The central issue was whether the Electricity Act, 2003 and related policies, rules, and regulations permit the creation, continuation, and liquidation of regulatory assets, what restrictions apply to such measures, and what statutory duties fall on State Electricity Regulatory Commissions in their management.

Arguments

The petitioners argued that tariff determination must be cost-reflective and that Clause 8.2.2 of the National Tariff Policy, 2006 restricts regulatory assets to exceptional circumstances, with recovery preferably within the control period and not exceeding three years. They pointed out that DERC’s regulations incorporated these limits but had not adhered to them. Causes for the asset’s growth included underestimated power purchase costs, inflated revenue assumptions, delayed or absent subsidy payments under Section 65, and inadequate truing-up. The Electricity (Amendment) Rules, 2024 codified limits under Rule 23, which they argued must be implemented.

DERC submitted that the mechanism was proposed by the distribution companies themselves to avoid tariff shocks. It detailed measures taken for liquidation, such as tariff hikes, DRS, PPAC, and carrying cost provisions. However, sharp increases in power purchase costs between 2007 and 2012, largely uncontrollable, undermined liquidation plans. The asset’s quantum changes annually, making full recovery challenging. It also questioned writ jurisdiction, noting the statutory appeal route to APTEL.

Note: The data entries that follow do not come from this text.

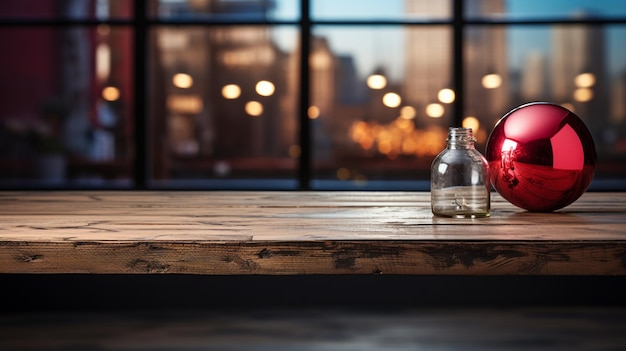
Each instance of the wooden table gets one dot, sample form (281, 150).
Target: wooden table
(300, 233)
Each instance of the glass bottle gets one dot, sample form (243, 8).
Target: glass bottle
(459, 178)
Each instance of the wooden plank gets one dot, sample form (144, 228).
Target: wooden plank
(302, 233)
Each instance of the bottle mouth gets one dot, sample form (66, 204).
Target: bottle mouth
(461, 134)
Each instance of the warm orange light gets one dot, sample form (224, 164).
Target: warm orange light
(392, 100)
(446, 96)
(110, 93)
(265, 88)
(182, 80)
(313, 112)
(491, 81)
(471, 122)
(585, 80)
(583, 94)
(231, 91)
(254, 108)
(376, 81)
(408, 112)
(434, 110)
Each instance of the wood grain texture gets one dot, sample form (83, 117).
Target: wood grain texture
(302, 233)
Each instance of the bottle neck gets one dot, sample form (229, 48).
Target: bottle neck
(460, 138)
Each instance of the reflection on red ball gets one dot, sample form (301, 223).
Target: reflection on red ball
(541, 157)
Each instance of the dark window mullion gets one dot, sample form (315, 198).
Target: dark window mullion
(305, 160)
(140, 119)
(458, 28)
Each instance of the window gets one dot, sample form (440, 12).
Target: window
(291, 94)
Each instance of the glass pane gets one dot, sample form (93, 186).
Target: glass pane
(581, 67)
(65, 110)
(67, 9)
(541, 9)
(237, 10)
(381, 10)
(377, 111)
(223, 106)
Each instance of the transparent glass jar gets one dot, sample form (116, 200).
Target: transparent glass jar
(459, 178)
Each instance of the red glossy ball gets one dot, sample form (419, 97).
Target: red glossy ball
(541, 157)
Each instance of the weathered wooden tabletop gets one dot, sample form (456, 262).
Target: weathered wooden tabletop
(218, 232)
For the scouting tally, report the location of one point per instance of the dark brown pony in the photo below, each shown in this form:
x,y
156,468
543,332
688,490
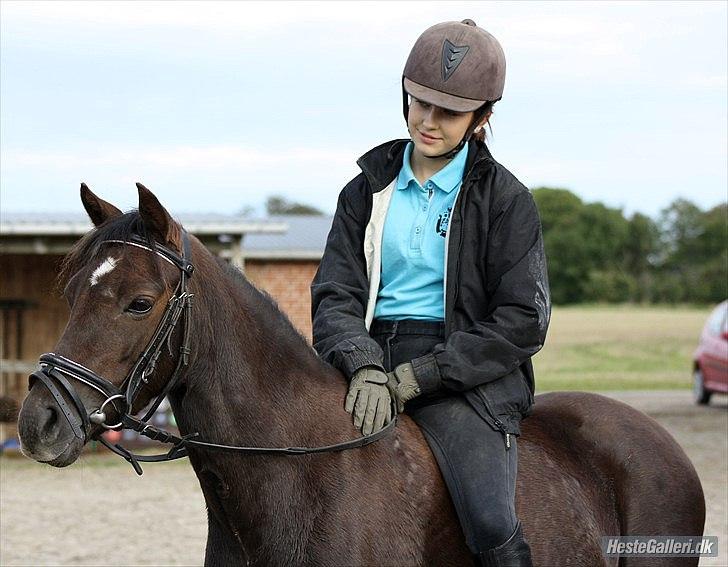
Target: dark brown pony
x,y
588,466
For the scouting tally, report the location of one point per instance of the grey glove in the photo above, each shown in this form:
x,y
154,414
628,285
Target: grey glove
x,y
403,385
369,399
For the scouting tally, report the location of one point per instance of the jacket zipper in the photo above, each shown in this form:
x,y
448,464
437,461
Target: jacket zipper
x,y
458,200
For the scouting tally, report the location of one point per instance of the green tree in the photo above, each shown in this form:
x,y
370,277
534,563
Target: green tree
x,y
640,253
277,205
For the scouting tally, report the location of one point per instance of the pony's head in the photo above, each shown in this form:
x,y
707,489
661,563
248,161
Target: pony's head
x,y
118,286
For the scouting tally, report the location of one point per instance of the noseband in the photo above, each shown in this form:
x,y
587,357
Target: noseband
x,y
56,370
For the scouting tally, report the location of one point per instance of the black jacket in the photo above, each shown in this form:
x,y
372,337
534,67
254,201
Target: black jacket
x,y
497,305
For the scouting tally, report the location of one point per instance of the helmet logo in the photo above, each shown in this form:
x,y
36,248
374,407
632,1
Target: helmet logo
x,y
452,56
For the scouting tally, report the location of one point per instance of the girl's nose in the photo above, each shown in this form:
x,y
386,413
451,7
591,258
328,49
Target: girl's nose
x,y
429,119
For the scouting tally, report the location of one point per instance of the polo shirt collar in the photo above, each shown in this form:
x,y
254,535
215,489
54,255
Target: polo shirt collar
x,y
447,179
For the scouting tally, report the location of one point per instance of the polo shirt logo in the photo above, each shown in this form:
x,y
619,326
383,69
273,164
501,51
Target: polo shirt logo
x,y
452,56
442,222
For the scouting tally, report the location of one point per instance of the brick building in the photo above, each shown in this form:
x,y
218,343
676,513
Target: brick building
x,y
278,254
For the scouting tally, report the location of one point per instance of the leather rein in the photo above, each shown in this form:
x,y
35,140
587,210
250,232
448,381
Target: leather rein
x,y
55,372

The Union of India contended that regulatory assets are often created without fulfilling National Tariff Policy conditions, and liquidation should involve tariff increases, subsidies, and state financial support. The Government of NCT of Delhi denied that subsidies contributed to the revenue gap. Generating and transmission companies alleged irregular payments from certain licensees. Affidavits from other State Commissions showed varied practices some never creating such assets, others limiting them, and a few with large outstanding balances.

Judgment

The Court stated that regulatory asset is a concept which is not defined in Electricity Act, 2003 and its like measure of tariff determination propounded by Commissions under statutory powers. It has to be created in accordance with the principles of section 61, tariff policies and valid regulations. The 2006 and 2016 National Tariff Policies, Clause 8.2.2; Rule 23 of the Electricity (Amendment) Rules, 2024 limit: use only in exceptional circumstances, prescribed recovery periods, defined under each Policy (three years under the 2006 Policy and seven years under the Policy), avoidance standard repetition.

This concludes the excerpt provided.